Prof Mark Steedman Seminar

Prof Mark Steedman Seminar

Date: Monday, 30th July 2018, 11.00am - 12noon
Venue: The Australian Hearing Hub, Level 3, Room 3.610, Macquarie University
Speaker: Professor Mark Steedman, School of Informatics, The University of Edinburgh
Host: Professor Mark Johnson
Topic: A formal universal of natural language grammar


Abstract  
Formal universals are generalizations across natural language grammars that  stem from the theory of grammar itself, and concern phenomena that the theory can and cannot in principle express. The present paper  concerns the phenomenon of word-order variation, where the same grammatical categories can occur  in different orders or permutations, either across or within languages. The question is,  which permutations  of a set of N grammatical elements are allowed in natural grammars? The question has been extensively  studied by Cinque and others in the case of the noun phrase consisting of four elements Demonstrative Numerator Adjective Noun, as in English "These five young lads".

The present paper proposes that the permissible permutations are exactly the Separable Permutations, whose number grows as the Large Schroeder Number in N. The paper examines in detail the evidence from the NP construction in support of the hypothesis, and shows  that a high degree of confidence can be assigned to its correctness. It also shows  that some well-known cases of permutation among serial verb orders are also confined to separable  permutations, and have similarly parsimonious analyses in CCG.

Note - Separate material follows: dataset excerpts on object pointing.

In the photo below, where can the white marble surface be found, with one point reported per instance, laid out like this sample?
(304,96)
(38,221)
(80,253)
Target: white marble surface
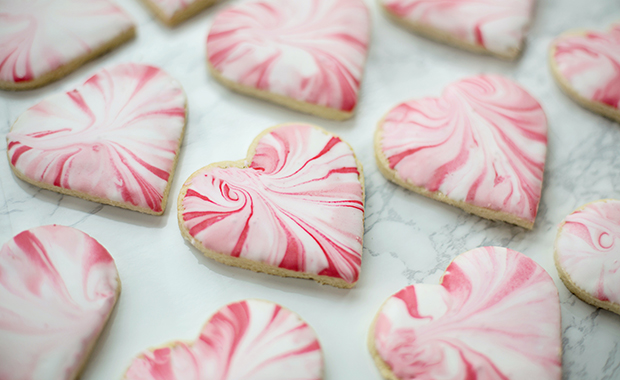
(170,289)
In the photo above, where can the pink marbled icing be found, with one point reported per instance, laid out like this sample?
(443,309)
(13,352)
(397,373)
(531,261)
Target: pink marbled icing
(590,62)
(496,25)
(115,137)
(39,36)
(484,142)
(588,249)
(57,288)
(496,315)
(244,340)
(298,205)
(311,51)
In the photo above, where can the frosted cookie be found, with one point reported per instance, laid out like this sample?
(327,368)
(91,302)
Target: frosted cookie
(496,315)
(294,207)
(496,27)
(306,55)
(249,339)
(173,12)
(587,253)
(481,146)
(586,66)
(58,287)
(42,41)
(113,140)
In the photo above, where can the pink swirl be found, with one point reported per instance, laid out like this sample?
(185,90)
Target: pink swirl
(39,36)
(311,51)
(588,249)
(244,340)
(496,315)
(114,138)
(57,288)
(483,142)
(497,25)
(298,205)
(590,62)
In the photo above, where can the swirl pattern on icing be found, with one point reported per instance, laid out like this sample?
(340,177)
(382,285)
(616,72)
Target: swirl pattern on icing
(39,36)
(497,25)
(590,62)
(57,288)
(113,138)
(297,205)
(311,51)
(483,142)
(244,340)
(588,249)
(496,315)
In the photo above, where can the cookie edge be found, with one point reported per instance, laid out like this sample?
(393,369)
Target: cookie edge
(483,212)
(568,281)
(71,66)
(449,39)
(242,262)
(105,201)
(180,15)
(174,343)
(591,105)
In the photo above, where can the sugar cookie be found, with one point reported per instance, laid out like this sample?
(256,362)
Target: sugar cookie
(42,41)
(294,207)
(481,146)
(587,253)
(306,55)
(496,315)
(58,287)
(113,140)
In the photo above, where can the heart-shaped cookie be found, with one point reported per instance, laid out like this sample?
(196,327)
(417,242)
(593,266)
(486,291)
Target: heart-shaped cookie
(586,66)
(496,315)
(172,12)
(42,41)
(58,287)
(496,27)
(249,339)
(587,253)
(294,207)
(113,140)
(481,146)
(306,55)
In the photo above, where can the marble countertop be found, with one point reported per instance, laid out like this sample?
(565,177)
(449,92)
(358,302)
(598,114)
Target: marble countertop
(170,289)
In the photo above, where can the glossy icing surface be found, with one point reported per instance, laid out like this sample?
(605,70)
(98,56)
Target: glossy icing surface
(115,137)
(298,205)
(497,25)
(483,142)
(57,288)
(39,36)
(590,62)
(170,7)
(496,315)
(588,249)
(251,339)
(311,51)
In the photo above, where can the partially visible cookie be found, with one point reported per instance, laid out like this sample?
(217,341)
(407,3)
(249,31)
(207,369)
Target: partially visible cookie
(113,140)
(305,55)
(173,12)
(481,147)
(42,41)
(587,253)
(58,287)
(496,27)
(249,339)
(294,207)
(495,315)
(586,65)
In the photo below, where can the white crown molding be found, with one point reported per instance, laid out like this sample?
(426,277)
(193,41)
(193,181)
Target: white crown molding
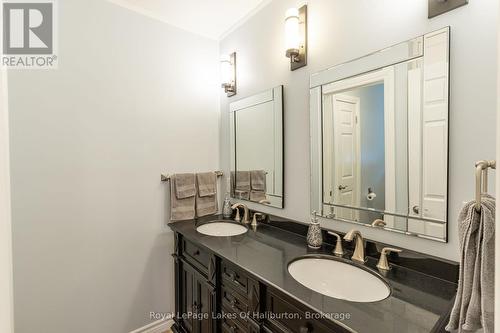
(154,16)
(160,326)
(245,18)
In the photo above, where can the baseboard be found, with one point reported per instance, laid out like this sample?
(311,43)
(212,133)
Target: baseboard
(160,326)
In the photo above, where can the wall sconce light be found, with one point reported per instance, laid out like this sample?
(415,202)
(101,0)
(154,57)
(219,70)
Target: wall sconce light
(296,36)
(228,73)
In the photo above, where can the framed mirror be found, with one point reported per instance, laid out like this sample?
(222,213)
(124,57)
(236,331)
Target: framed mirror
(256,143)
(379,138)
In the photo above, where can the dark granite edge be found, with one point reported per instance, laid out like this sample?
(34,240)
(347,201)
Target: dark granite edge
(438,327)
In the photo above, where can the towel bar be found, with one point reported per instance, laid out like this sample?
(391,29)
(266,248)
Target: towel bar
(166,178)
(482,179)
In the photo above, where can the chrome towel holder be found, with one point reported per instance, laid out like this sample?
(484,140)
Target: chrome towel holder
(482,179)
(166,178)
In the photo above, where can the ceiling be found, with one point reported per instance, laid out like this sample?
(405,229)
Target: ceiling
(211,19)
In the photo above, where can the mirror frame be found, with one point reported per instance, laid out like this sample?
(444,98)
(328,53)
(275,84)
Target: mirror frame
(396,54)
(274,95)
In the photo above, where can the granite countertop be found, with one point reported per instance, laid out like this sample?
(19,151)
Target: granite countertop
(417,302)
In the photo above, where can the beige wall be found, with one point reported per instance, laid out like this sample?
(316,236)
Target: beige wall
(342,30)
(6,305)
(132,98)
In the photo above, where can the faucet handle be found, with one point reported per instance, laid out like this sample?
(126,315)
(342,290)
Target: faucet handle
(254,220)
(236,206)
(383,263)
(338,247)
(379,223)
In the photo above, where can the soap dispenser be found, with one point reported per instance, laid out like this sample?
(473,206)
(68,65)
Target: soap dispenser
(314,236)
(226,208)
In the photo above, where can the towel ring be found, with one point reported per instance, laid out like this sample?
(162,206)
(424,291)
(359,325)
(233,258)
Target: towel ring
(166,178)
(482,179)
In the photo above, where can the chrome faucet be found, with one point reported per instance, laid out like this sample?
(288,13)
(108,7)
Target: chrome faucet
(245,215)
(359,250)
(254,220)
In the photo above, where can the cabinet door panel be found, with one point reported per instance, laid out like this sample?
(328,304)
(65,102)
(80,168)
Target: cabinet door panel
(187,298)
(205,293)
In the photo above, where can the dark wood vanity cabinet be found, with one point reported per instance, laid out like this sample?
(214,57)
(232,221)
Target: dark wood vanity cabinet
(195,288)
(214,295)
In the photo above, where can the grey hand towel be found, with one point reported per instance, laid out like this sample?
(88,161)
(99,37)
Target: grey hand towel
(180,209)
(207,184)
(257,196)
(206,200)
(184,185)
(239,194)
(258,180)
(473,308)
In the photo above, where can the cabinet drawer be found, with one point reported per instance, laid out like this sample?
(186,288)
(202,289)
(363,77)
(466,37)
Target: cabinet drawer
(234,277)
(290,317)
(195,255)
(231,324)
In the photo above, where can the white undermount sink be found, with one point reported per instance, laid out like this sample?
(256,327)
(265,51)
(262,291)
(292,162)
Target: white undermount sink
(222,229)
(338,279)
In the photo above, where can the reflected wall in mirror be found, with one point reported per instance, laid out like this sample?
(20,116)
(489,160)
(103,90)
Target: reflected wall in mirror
(256,143)
(379,143)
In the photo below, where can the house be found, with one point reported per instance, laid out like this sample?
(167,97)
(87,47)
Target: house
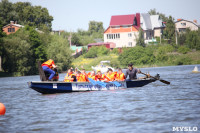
(123,30)
(152,26)
(182,24)
(108,45)
(12,27)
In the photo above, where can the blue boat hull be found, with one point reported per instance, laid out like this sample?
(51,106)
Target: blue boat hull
(46,87)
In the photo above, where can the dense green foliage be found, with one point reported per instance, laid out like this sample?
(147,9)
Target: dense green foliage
(169,31)
(22,50)
(58,50)
(162,16)
(25,14)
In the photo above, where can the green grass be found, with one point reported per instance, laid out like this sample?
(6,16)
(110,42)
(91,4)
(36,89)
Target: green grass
(173,60)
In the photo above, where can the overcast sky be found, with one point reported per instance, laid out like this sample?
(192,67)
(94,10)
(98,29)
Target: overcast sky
(71,15)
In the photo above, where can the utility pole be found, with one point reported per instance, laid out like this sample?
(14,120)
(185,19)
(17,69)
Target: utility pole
(176,37)
(0,64)
(70,39)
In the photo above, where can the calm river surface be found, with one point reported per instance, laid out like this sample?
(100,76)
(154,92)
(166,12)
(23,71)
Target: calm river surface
(154,108)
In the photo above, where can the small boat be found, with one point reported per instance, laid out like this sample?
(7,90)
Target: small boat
(51,87)
(102,67)
(195,70)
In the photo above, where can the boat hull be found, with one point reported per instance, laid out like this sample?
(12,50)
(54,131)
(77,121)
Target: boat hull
(46,87)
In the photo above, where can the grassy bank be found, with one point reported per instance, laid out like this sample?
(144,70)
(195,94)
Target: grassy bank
(173,59)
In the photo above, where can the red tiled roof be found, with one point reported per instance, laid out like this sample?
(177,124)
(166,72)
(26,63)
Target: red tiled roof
(122,20)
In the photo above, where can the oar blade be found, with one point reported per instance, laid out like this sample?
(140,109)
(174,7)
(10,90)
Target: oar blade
(116,83)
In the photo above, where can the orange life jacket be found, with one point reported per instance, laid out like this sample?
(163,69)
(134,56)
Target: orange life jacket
(81,78)
(111,77)
(68,76)
(120,77)
(92,77)
(100,77)
(48,63)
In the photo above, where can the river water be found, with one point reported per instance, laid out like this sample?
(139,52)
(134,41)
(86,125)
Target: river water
(154,108)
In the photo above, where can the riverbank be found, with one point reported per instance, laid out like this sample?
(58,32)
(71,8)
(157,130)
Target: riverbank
(174,59)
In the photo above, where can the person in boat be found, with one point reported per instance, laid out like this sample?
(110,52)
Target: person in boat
(132,72)
(92,75)
(84,73)
(120,75)
(100,76)
(48,66)
(80,77)
(110,75)
(70,76)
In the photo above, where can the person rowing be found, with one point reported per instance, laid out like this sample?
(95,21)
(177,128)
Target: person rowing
(48,66)
(120,75)
(132,72)
(70,76)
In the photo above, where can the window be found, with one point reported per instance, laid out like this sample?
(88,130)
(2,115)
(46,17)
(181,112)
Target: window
(130,44)
(129,34)
(11,29)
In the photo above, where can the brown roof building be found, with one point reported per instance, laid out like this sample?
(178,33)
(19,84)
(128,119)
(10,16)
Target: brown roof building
(12,27)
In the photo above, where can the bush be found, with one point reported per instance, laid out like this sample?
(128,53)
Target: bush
(183,49)
(115,51)
(137,56)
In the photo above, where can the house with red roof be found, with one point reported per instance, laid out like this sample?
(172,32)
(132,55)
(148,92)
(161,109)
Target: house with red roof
(123,30)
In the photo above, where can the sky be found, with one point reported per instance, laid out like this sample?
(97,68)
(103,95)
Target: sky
(70,15)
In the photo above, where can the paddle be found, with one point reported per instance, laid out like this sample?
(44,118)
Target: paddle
(97,82)
(116,83)
(161,80)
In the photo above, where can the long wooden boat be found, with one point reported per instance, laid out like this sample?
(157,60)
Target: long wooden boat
(50,87)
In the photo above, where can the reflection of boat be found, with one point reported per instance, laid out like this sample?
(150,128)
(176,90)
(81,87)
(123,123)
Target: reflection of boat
(195,70)
(102,67)
(50,87)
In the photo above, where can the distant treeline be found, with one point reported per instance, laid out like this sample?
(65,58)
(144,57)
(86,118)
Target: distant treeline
(21,51)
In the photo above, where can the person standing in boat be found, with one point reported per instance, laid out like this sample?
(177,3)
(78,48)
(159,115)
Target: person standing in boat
(47,67)
(70,77)
(132,72)
(120,75)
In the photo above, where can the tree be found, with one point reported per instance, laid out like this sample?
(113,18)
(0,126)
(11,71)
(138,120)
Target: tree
(58,50)
(25,14)
(169,31)
(18,54)
(162,16)
(140,38)
(76,40)
(193,40)
(7,12)
(2,34)
(95,27)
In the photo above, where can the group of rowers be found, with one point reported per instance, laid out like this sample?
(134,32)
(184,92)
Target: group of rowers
(82,76)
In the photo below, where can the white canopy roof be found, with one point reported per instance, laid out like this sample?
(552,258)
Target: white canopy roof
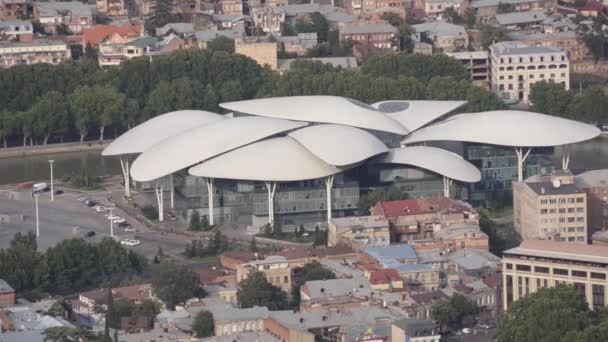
(415,114)
(339,145)
(323,109)
(276,159)
(143,136)
(204,142)
(508,128)
(434,159)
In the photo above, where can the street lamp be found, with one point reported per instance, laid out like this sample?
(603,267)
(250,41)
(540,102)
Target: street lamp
(36,195)
(51,161)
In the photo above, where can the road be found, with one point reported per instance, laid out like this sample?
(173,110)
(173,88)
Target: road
(66,217)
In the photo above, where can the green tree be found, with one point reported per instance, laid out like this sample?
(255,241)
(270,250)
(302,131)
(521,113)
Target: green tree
(202,326)
(174,283)
(256,290)
(549,98)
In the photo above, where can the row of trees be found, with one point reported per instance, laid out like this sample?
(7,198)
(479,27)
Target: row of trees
(42,102)
(70,266)
(551,98)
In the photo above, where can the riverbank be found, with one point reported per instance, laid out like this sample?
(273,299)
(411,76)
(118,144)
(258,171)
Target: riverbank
(26,151)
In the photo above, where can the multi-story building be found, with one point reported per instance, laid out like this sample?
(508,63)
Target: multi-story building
(477,63)
(13,9)
(275,268)
(516,66)
(445,36)
(537,264)
(38,51)
(74,16)
(551,209)
(380,36)
(359,231)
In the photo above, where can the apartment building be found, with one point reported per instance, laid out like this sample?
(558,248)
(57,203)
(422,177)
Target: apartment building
(536,264)
(359,231)
(477,63)
(550,209)
(38,51)
(516,66)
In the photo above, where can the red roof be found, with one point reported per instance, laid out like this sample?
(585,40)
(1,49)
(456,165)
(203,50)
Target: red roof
(384,276)
(94,35)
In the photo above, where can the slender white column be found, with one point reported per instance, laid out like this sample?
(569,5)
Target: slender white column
(124,165)
(329,183)
(209,182)
(271,187)
(521,158)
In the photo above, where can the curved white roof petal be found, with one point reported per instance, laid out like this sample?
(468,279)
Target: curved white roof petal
(507,128)
(415,114)
(198,144)
(434,159)
(339,145)
(323,109)
(143,136)
(277,159)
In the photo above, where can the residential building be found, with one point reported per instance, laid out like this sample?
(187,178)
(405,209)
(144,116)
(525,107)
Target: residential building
(445,36)
(551,209)
(477,64)
(434,8)
(17,30)
(112,8)
(380,36)
(536,264)
(415,331)
(263,52)
(13,9)
(275,268)
(37,51)
(359,231)
(72,16)
(516,66)
(595,184)
(7,294)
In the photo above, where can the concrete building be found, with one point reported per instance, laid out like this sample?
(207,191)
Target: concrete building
(263,52)
(38,51)
(516,66)
(445,36)
(536,264)
(7,294)
(380,36)
(551,209)
(415,331)
(275,268)
(359,231)
(477,63)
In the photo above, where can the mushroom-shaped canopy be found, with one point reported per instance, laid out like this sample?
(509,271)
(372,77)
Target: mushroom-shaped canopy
(507,128)
(198,144)
(339,145)
(433,159)
(279,159)
(145,135)
(322,109)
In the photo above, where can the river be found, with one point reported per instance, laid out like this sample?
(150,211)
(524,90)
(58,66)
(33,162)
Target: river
(589,155)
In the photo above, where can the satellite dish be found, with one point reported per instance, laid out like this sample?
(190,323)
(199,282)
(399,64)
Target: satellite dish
(556,183)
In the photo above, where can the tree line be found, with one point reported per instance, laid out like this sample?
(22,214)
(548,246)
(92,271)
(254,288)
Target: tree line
(70,266)
(44,103)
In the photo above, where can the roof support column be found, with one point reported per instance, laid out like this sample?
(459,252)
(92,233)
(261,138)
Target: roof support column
(210,192)
(447,184)
(124,165)
(329,183)
(271,187)
(521,158)
(159,199)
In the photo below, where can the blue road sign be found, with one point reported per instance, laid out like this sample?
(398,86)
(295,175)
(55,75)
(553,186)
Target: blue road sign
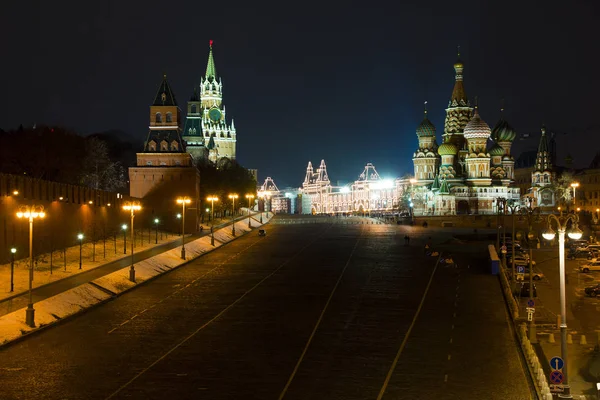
(556,363)
(556,377)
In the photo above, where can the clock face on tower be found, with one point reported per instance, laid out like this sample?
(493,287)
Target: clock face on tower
(214,114)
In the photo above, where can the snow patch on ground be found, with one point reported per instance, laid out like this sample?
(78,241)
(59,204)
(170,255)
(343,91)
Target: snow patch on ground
(116,282)
(48,311)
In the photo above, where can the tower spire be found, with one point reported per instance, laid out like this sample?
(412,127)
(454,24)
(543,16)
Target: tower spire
(211,71)
(543,161)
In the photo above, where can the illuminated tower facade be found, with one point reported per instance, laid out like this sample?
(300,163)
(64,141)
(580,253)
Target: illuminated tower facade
(425,158)
(458,114)
(213,123)
(164,169)
(192,131)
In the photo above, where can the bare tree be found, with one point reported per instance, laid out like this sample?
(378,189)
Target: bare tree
(99,171)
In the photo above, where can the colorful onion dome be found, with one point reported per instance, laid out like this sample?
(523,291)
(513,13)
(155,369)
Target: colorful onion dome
(447,149)
(496,150)
(477,128)
(503,132)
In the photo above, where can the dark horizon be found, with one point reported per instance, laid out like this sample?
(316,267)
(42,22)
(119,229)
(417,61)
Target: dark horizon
(345,84)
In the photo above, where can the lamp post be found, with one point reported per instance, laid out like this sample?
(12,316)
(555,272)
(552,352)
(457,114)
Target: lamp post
(80,238)
(12,268)
(183,201)
(212,200)
(233,197)
(575,185)
(513,208)
(156,221)
(532,215)
(411,204)
(31,213)
(501,209)
(575,234)
(250,197)
(132,207)
(124,227)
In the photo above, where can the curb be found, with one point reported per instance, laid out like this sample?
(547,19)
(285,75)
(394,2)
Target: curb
(114,295)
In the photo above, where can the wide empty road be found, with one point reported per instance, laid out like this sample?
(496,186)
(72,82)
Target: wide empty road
(311,311)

The paper concludes by briefly discussing some computational implications for natural language processing. The Large Schroeder Number grows much more slowly in N than  N!, the number of all permutations. Search spaces for tasks like alignment in machine translation are correspondingly reduced.

Bio
Mark Steedman is Professor of Cognitive Science in the School of Informatics, The University of Edinburgh, working in Computational Linguistics, Artificial Intelligence, and Cognitive Science, on Generation of Meaningful Intonation for Speech by Artificial Agents, The Communicative Use of Gesture, Tense and Aspect, and Wide coverage parsing and robust semantics for Combinatory Categorial Grammar (CCG). He is also interested in Computational Musical Analysis and Combinatory Logic.